Synapse Analytics (Part 1) – An Introduction to a powerful analytical service

azure-synapse-introduction
The explosion in the volume and variety of data available for modern businesses provides a new challenge on how to use it. Business users expect to track trends and generate reports as quickly and efficiently as possible. There are several solutions on the market, and choosing the right one for your business is always tricky. Azure Synapse Analytics is a solution to help solve the business analytics problem. This article provides an overview of this service and is the first of many on this topic.

What is Azure Synapse Analytics?

Azure Synapse is a limitless analytics service that combines enterprise Data Warehousing and Big Data Analytics.
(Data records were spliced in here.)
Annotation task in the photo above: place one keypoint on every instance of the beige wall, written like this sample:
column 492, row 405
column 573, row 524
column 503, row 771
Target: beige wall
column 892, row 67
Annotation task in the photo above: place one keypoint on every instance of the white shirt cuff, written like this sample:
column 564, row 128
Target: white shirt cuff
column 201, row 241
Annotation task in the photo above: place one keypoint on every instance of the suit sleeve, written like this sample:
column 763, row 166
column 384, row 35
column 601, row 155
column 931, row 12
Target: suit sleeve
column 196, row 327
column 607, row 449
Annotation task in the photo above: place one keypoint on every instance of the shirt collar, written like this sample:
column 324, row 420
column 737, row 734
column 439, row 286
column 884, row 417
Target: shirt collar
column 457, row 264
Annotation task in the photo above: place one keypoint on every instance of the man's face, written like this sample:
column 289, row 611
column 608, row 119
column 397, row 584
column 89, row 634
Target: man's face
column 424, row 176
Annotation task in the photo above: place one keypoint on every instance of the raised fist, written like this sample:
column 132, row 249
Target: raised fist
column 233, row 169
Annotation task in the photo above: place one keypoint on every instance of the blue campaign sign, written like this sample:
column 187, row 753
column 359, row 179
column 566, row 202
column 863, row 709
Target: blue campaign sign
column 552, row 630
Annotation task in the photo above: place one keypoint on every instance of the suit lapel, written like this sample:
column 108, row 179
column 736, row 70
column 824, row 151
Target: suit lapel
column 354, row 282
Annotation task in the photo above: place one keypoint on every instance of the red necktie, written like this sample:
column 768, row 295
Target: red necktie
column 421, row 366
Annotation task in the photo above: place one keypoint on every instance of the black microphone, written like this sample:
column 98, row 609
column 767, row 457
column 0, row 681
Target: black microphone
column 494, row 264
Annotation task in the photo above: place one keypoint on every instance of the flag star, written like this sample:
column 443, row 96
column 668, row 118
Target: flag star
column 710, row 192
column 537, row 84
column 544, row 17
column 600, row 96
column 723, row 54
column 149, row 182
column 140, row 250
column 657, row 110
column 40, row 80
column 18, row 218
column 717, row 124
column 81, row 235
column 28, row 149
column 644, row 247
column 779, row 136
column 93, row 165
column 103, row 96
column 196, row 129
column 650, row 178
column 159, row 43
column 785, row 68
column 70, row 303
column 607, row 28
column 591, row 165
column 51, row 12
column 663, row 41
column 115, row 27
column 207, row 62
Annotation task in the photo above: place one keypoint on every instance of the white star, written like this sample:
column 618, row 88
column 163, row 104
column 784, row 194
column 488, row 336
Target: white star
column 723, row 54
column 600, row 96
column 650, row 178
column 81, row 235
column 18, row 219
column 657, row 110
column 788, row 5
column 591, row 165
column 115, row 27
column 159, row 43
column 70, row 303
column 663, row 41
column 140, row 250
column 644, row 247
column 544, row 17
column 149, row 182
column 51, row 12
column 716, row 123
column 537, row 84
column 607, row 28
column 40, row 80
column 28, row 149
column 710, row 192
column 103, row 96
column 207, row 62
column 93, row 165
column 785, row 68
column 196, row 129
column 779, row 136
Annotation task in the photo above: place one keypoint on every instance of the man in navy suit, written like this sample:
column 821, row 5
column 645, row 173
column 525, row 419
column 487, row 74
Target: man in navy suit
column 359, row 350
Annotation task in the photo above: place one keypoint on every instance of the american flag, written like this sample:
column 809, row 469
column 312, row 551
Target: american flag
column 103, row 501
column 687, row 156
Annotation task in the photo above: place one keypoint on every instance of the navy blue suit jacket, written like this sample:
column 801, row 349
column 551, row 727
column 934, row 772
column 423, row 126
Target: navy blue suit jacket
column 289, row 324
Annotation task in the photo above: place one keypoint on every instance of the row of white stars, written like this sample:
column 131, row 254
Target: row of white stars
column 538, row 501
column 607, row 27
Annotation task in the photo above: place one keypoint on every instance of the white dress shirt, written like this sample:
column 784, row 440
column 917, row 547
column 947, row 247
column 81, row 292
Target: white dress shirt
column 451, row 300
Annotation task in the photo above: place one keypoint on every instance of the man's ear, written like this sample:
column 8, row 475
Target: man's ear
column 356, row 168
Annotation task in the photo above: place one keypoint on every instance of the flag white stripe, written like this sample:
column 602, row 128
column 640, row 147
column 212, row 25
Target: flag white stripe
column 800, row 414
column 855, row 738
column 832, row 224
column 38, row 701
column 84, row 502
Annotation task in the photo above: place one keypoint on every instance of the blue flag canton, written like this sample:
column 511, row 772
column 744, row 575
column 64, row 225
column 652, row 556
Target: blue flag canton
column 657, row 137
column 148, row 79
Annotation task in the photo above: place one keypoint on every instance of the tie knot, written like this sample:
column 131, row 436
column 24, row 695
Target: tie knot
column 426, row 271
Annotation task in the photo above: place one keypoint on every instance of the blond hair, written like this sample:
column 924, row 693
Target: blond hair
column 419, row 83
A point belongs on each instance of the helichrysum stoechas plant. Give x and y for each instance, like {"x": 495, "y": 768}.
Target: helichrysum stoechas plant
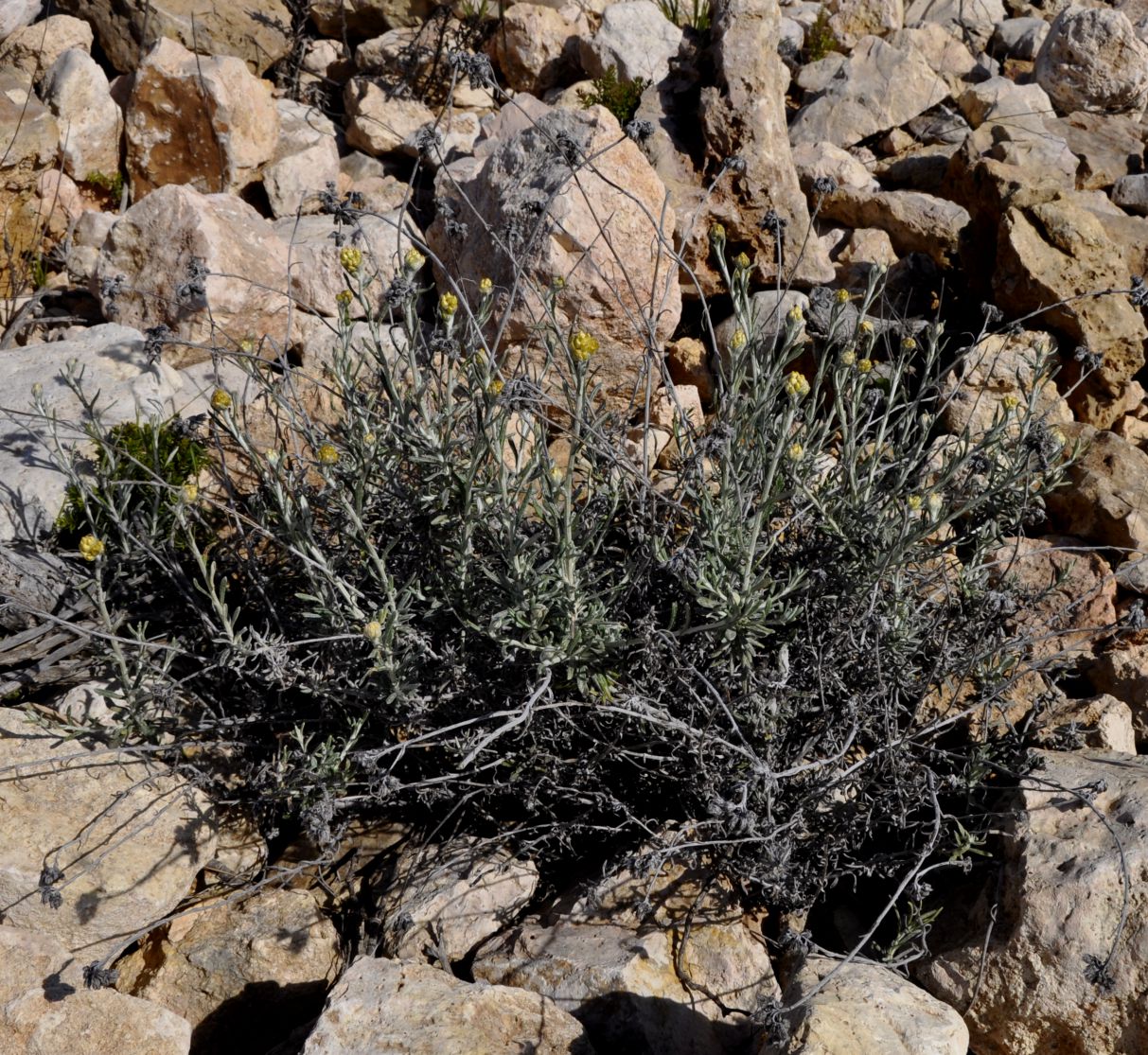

It merges various capabilities for a data solution like data engineering, machine learning and BI without the need to create Silos within the business.

synapse-analytics
Figure 1 – Azure Synapse Analytics Architecture by Microsoft

Components of Azure Synapse Analytics

Azure Synapse Analytics combines multiple underlying services, as described in Figure 1. This is covered in the following sections.

Synapse SQL

Synapse SQL is a Massively Parallel processing system (MPP). It uses a distributed query system with Transact SQL (T-SQL), enabling data warehousing and data virtualisations with large datasets. It also allows a user to work with streaming and machine-learning scenarios. The benefits of using Synapse SQL are:

  • Allows a user to create dedicated SQL pools that reserve processing power for data stored in the SQL tables.
  • Users can use in-built streaming capabilities from several cloud data sources.
  • Allows a user to run Machine Learning and AI models using SQL statements with the need to create another service. The models can be pre-existing models or built using AutoML.

Apache Spark

Apache Spark is the most popular open-source big data platform used worldwide for data preparation, ingestion, engineering and machine learning. Azure Synapse integrates deeply with this service for its customers. This offering has the benefits of:

  • Simplified resource model that removes the need for managing Spark Clusters, saving time for the developers and the administration team
  • Fast Spark Cluster start-up and autoscaling of Spark Resources under load reduce the requirement of having resources on standby during busy periods.
  • Allows developers to use C# (.NET) expertise within a .NET application. As a result, developers can use their existing skills, reducing training in new technology.

Data Lake

Azure Synapse removes the traditional barrier between SQL and Spark by allowing engineers with SQL and Big Data expertise to work together and create rich ETL pipelines without leaving Azure Synapse Analytics. This removal of the barrier allows for the following:

  • The SQL Engine and Spark clusters can explore and analyse files stored on the data lake directly without the need to load them into a relational store
  • Fast and scalable data processing between the SQL Engine and Spark clusters

Data Integration

Azure Synapse has a built-in data integration and has a similar look and feel to the Azure Data Factory, allowing developers to create rich ETL code without leaving Azure Synapse Analytics

Unified Development Experience

Azure Synapse Analytics provides a single integrated development environment (IDE) for enterprises to build data solutions. Stay tuned for an upcoming post regarding the Azure Synapse Analytics workspace.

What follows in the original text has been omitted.